Multivariate analysis for OS in the 79 patients with aggressive ATL was performed using the following five variables: PS, age, serum Alb, serum sIL-2R, and serum Kyn/Trp ratio. Of these, two variables significantly affected OS, namely older age (HR, 2.257; 95% CI, 1.162–4.384) and a high serum Kyn/Trp ratio (HR, 2.010; 95% CI, 1.127–3.582; Table 3).

Multivariate analysis in these same 79 ATL patients was also performed using the following five variables: PS, age, serum Alb, serum sIL-2R, and serum Kyn level. Of these, three variables significantly affected OS; they were worse PS (HR, 1.898; 95% CI, 1.085–3.321), older age (HR, 2.825; 95% CI, 1.422–5.611), and a high serum Kyn level (HR, 1.908; 95% CI, 1.074–3.392; Supplementary Table S5).

Finally, multivariate analysis of the aggressive variant patients was also performed using PS, age, serum Alb, serum sIL-2R, and serum Trp level. Again, only older age significantly affected OS (HR, 2.361; 95% CI, 1.202–4.639) in this case. In this analysis, HR (95% CI) for a low serum Trp level was 1.037 (0.446–2.408; Supplementary Table S6).

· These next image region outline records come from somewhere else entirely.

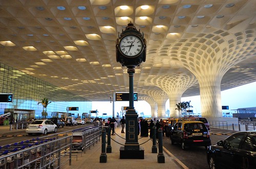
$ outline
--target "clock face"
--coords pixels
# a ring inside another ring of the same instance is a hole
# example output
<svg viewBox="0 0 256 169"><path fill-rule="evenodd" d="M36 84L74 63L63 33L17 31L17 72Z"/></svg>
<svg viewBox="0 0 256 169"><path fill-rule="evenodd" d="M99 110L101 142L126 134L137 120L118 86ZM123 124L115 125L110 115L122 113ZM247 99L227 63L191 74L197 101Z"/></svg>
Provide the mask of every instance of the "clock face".
<svg viewBox="0 0 256 169"><path fill-rule="evenodd" d="M137 36L125 36L120 40L119 48L120 51L123 55L132 58L137 56L142 51L142 41Z"/></svg>

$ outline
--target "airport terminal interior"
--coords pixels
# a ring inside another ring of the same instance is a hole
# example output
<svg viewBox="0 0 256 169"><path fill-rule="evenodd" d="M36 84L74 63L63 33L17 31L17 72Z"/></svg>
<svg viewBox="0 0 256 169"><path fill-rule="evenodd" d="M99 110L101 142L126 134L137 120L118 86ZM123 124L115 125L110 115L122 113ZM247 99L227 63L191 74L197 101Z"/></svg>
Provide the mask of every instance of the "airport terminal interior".
<svg viewBox="0 0 256 169"><path fill-rule="evenodd" d="M202 116L221 117L221 91L256 81L255 11L254 0L0 0L0 93L13 94L0 114L39 116L44 98L50 116L81 114L129 92L116 42L132 23L146 54L134 91L152 117L200 95Z"/></svg>

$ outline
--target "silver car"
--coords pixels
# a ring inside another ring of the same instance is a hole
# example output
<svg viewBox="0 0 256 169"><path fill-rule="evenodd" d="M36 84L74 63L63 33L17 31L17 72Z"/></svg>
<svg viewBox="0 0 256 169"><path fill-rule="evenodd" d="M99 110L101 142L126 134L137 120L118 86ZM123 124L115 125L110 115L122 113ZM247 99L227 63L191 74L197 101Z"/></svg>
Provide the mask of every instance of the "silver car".
<svg viewBox="0 0 256 169"><path fill-rule="evenodd" d="M57 125L49 120L36 120L28 126L26 132L29 135L33 133L46 134L49 132L57 132Z"/></svg>

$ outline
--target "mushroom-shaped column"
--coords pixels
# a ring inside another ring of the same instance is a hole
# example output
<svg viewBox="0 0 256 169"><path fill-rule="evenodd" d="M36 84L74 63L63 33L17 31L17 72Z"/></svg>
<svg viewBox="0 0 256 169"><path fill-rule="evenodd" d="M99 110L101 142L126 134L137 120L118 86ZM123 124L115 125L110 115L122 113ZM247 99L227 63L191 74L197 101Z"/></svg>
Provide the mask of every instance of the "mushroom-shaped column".
<svg viewBox="0 0 256 169"><path fill-rule="evenodd" d="M165 103L168 99L168 95L162 90L142 91L141 93L152 97L157 103L157 117L165 118Z"/></svg>
<svg viewBox="0 0 256 169"><path fill-rule="evenodd" d="M191 73L154 77L148 78L147 81L162 89L168 95L170 117L179 116L175 109L176 104L180 102L182 94L187 89L198 83L196 76Z"/></svg>
<svg viewBox="0 0 256 169"><path fill-rule="evenodd" d="M143 96L139 97L140 99L145 100L150 104L151 107L151 117L155 118L157 117L157 104L154 98L149 96Z"/></svg>
<svg viewBox="0 0 256 169"><path fill-rule="evenodd" d="M232 66L255 55L255 30L231 34L223 30L181 39L169 48L198 80L202 116L222 117L221 82Z"/></svg>

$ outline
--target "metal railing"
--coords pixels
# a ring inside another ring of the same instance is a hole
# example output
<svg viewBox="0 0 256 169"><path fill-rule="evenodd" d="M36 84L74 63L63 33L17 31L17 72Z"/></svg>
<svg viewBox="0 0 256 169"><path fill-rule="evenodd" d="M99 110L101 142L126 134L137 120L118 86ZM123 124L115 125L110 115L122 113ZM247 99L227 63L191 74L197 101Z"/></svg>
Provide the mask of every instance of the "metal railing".
<svg viewBox="0 0 256 169"><path fill-rule="evenodd" d="M87 130L86 148L99 141L101 128ZM55 169L67 162L71 165L72 156L76 155L77 158L78 153L72 151L71 133L71 130L0 147L0 169Z"/></svg>
<svg viewBox="0 0 256 169"><path fill-rule="evenodd" d="M208 121L210 128L219 128L228 129L228 124L226 121Z"/></svg>

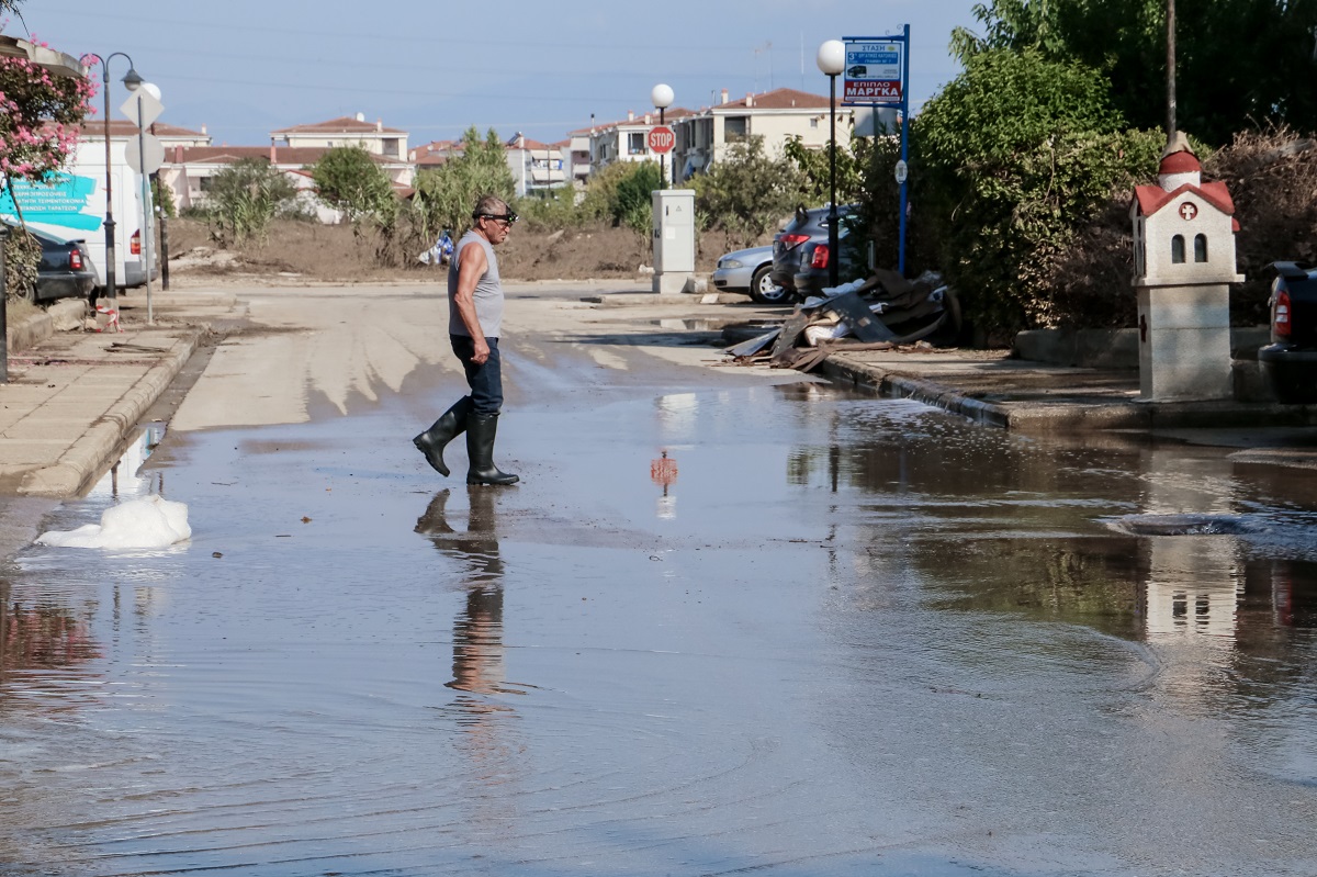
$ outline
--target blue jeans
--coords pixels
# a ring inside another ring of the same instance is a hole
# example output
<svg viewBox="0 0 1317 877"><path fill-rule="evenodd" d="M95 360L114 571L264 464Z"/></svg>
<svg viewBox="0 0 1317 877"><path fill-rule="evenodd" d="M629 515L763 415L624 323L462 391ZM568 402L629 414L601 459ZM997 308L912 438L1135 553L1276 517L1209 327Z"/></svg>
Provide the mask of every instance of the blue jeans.
<svg viewBox="0 0 1317 877"><path fill-rule="evenodd" d="M474 341L465 334L450 334L448 340L466 370L466 383L471 388L471 413L497 415L503 407L503 369L499 365L498 338L485 338L485 344L490 345L490 358L481 365L471 362Z"/></svg>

Immunostaining analyses in the affected tissues of ATL patients

Immunostaining for IDO in the affected tissues of 28 individual ATL patients yielded nine cases scored as having no expression, four cases scored as 1, seven cases as 2, and eight scored as 3. Collectively, ATL cells produced IDO as identified by histology in 68% (19/28) of patients. The concentration of serum Kyn in the ATL patients whose IDO expression level scored 0 was 1.9, 1.1, 0.7 to 7.9 μmol/L (mean, median, range). The corresponding values in the ATL patients scored 1, 2, and 3 for IDO were 4.2, 2.4, 1.0 to 0.9 μmol/L, 3.5, 2.6, 0.8 to 7.3 μmol/L, and 2.1, 1.7, 0.9 to 4.2 μmol/L, respectively. There were no significant differences in the serum Kyn concentrations between any two groups among the ATL patients scored 0 to 3. The concentration of serum Trp in patients with zero IDO expression was 124.7, 87.4, 55.4 to 307.0 μmol/L (mean, median, range). The corresponding values in patients scored 1, 2, and 3 were 168.1, 136.0, 83.0to 317.2 μmol/L, 128.6, 138.6, 76.1 to 166.9 μmol/L, and 124.0, 136.7, 39.2 to 186.8 μmol/L, respectively. There were also no significant differences in serum Trp concentrations between any two groups among these. Finally, the serum Kyn/Trp ratio in the ATL patients with zero IDO expression was 15.1, 12.4, 6.4 to 38.8 (mean, median, range) and the corresponding values for those scored 1, 2, and 3 were 21.3, 21.9, 7.0 to 34.3, 27.6, 33.8, 5.5 to 43.6 and 19.1, 19.5, 5.8 to 34.2, respectively. Again, there were no significant differences in the serum Kyn/Trp ratio between any two groups. Some of the cells in the ATL microenvironment, including monocytes/macrophages and small lymphocytes, were positive for IDO. The IDO expression levels of these cells varied among the cases, regardless of level of IDO expression in the ATL cells themselves. Immunostaining for TDO in the affected tissues from the 28 individual ATL patients was negative in all cases.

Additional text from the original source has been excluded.